- Born: Cardiff
- Known for: militant Quaker

= Dorcas Erbery =

Dorcas Erbery (fl. 1656–1659), was an English militant Quaker preacher. She was arrested with others in Bristol for blasphemy. James Nayler was convicted and he was sentenced by the English parliament to cruel and unusual punishment.

==Life==
Erbery was probably born in Cardiff. Her mother, Mary, was a Quaker preacher and her father, William, was an unconventional member of the clergy. He expected that a regime of 'saints' would (in the later 1640s) carry out God's will in England.

She came to notice in June 1656 when she and her mother were arrested in Cardiff. Mary and Dorcas Erbery were arrested with Toby Hodge because the three of them had been disrupting the service of an established clergyman and they were sent to prison.

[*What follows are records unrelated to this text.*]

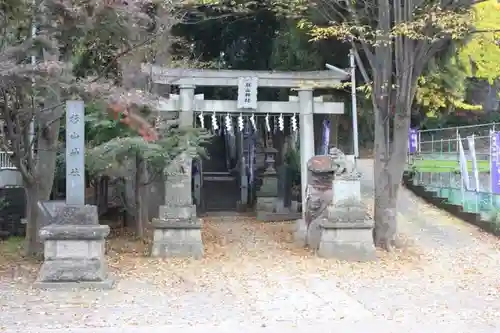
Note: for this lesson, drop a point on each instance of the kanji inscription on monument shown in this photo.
(75, 156)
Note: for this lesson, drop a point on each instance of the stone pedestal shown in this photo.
(347, 231)
(74, 250)
(177, 233)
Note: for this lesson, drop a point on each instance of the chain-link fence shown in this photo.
(443, 142)
(437, 167)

Her biography is shaped by the actions in Bristol on 24 October 1656. On this day James Nayler who had just been released from jail in Exeter made a ceremonial entry into the city of Bristol. He was riding a horse and accompanied by his supporters. They were welcomed by local Quakers, but the authorities considered their behaviour blasphemous as they were reenacting Jesus Christ's entry into Jerusalem.

On the 27 October they were questioned by local magistrates. Dorcas said that James Nayler had raised from the dead despite the denials of Nayler. Nayler and some of his followers were apprehended and examined before Parliament. It was found that Nayler's followers had referred to him by such titles as "Lord", "Prince of Peace", etc., apparently believing that Nayler was in some manner representing the return of Jesus Christ. Hannah Stranger refused to say if she called him "Jesus", but Erbery was noted for calling him "son of God". On 16 December 1656 he was convicted of blasphemy in a highly publicised trial before the Second Protectorate Parliament. Narrowly escaping execution, he was sentenced to be put in the pillory and on there to have a red-hot iron bored through his tongue, and also to be branded with the letter B for Blasphemer on his forehead, and other public humiliations. Erbery, Martha Simmonds and Hannah Stranger gathered around the pillory where Nayler was tortured in a way that recalled the followers of Christ at his crucifixion.

Subsequently, Nayler was imprisoned for two years of hard labour.